Sarkozy looks to happiness for growth
Sarkozy looks to happiness for growth

Sarkozy looks to happiness for growth

PARIS - What price happiness? French President Nicolas Sarkozy is seeking an answer to the eternal question – so that happiness can be included in measurements of French economic growth. He has turned to two Nobel economists to help him, hoping that if happiness is added to the count, the persistently sluggish French economy may seem more rosy.

"It reflects a general feeling in Europe that says, 'OK, the U.S. has been more successful in the last 20, 25 years in raising material welfare, but does this mean they are happier?' "said Paul de Grauwe, economics professor at Leuven University in Belgium. "The answer is no, because there are other elements to happiness," said Grauwe, once a candidate for the European Central Bank governing council.

In terms of gross domestic product, the internationally recognized way of measuring the size of an economy, French growth lagged behind the U.S. throughout most of the 1980s, 1990s and every year since 2001. Although recent turmoil in financial markets may hit the U.S. economy harder, the loss of speed in the world economy’s biggest player will also drag down growth in France. Economists say growth may fall short of the government targets this year.

Sarkozy’s move raised questions about whether he wants to ward off disappointing growth numbers as a rise in oil and food prices combined with a slowdown in the U.S. clouds the effect of his economic reforms. Since his election in May he has sought to boost growth, notably by encouraging people to work longer than the much maligned 35-hour week. Sarkozy has often appeared impatient with the French economy’s lackluster performance, once declaring:

"I will not wait for growth, I will go out and find it." Frustrated with what he termed Tuesday "the growing gap between statistics that show continuing progress and the increasing difficulties (French people) are having in their daily lives," Sarkozy said new thought should be given to the way GDP is calculated to take into account quality of life.

At a news conference Tuesday, Sarkozy said he had asked U.S. economist Joseph Stiglitz, winner of the 2001 Nobel economics prize and a critic of free market economists, and Armatya Sen of India, who won the 1998 Nobel prize for work on developing countries, to lead the analysis in France. Sen helped create the United Nations’ Human Development Index, a yearly welfare indicator designed to gear international policy decisions to take account of health and living standards.

Once the preserve of philosophers, measuring happiness has now become a hot topic in economics. A recent report from the Organization for Economic Co-operation and Development considers taking into account leisure time and income distribution when calculating a nation’s well-being. And the European Commission is working on a new indicator that moves "beyond GDP" to account for factors such as environmental progress.

Richard Layard, a professor at the London School of Economics and author of the 2005 book "Happiness: Lessons from a New Science," said Sarkozy may be seeking recognition for policies, popular in Europe, which promote well-being but don’t show up in the GDP statistics. Governments are rated on economic performance, and this influences policy in favour of boosting GDP, the value of goods and services produced over a calendar year, he said.

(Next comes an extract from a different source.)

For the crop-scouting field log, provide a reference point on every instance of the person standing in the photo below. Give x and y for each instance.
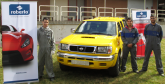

"But people don’t want to think they live in a world of ruthless competition where everyone is against everyone," Layard said. "Valuable things are being lost, such as community values, solidarity." His book shows that depression, alcoholism and crime have risen in the last 50 years, even as average incomes more than doubled.

Jean-Philippe Cotis, the former OECD chief economist who took over as head of France’s statistics office Insee two months ago, said that a measure of happiness would complement GDP by taking into account factors such as leisure time, something France has a lot of. France’s unemployment rate is stubbornly high, and when French people do work they spend less time on the job – 35.9 hours per week compared with the EU average of 37.4. Cotis said he looked forward to a "passionate" debate beyond the traditional realms of his science.

"Statisticians are also interested in happiness," he said. And so, it would seem, are presidents. Basking in the happy glow of new love with model-turned-singer Carla Bruni, Sarkozy showed that his concern for happiness is universal. A president, he said, "doesn’t have more right to happiness than anyone else, but not less than anyone, either."